The pieces never combine well with each other and the overall aesthetic is sterile and cold, rather than futuristic. If you’re aiming for a futuristic look, why not try something industrial instead?
No To Tiled Bathrooms
While tile countertops could be found in nearly every home during - they’re just not that cute. We’re not sure who came up with this genius idea, but they should be fired along with the interior designer that thought that this was chic.
Beyond being exceptionally difficult to clean, tile countertops also aren’t very durable. They chip and stain easily, and are prone to stains and hidden bacteria.

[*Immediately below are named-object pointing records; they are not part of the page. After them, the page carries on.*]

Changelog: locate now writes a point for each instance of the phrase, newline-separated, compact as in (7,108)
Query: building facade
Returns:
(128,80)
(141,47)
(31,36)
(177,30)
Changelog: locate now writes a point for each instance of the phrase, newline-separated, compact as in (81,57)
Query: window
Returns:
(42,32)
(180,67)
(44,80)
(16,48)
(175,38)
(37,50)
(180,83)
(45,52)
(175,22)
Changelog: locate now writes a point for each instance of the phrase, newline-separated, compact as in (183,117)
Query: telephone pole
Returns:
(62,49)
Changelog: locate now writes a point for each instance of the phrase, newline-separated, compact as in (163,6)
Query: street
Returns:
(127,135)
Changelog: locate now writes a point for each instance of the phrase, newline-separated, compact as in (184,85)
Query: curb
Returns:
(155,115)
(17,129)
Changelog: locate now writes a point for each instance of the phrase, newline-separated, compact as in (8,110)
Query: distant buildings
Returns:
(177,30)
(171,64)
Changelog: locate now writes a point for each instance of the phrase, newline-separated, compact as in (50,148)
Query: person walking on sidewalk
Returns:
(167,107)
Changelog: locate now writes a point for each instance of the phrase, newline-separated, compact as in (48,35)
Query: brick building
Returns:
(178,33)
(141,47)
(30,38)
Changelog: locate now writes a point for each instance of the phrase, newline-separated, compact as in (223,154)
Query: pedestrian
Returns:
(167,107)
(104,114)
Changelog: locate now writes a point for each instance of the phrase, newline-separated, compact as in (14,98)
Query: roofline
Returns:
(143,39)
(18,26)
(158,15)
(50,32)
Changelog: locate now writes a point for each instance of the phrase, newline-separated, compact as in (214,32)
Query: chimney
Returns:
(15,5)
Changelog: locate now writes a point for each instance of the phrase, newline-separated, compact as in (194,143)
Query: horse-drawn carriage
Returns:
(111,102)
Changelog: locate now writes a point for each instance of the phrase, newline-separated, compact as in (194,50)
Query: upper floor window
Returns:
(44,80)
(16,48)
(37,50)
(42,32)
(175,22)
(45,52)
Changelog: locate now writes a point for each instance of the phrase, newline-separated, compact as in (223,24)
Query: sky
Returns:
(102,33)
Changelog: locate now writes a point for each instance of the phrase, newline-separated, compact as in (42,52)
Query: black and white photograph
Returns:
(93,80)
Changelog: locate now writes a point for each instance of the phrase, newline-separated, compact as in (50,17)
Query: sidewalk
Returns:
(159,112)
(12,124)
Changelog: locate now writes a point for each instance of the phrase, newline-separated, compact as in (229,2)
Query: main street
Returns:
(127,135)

Those are all qualities that make tile countertops a terrible choice for any space that will get remotely dirty.
The Infamy of Heart-Shaped Hot Tubs
This genius design idea was actually invented back in 1968, by a resort owner in Pennsylvania. Interior designers went crazy over it, and it quickly became a fixture in homes and hotels around the country.
Nowadays, unless you're on a romantic getaway or in a honeymoon suite, you'll have a hard time finding one of these. And we couldn't be happier.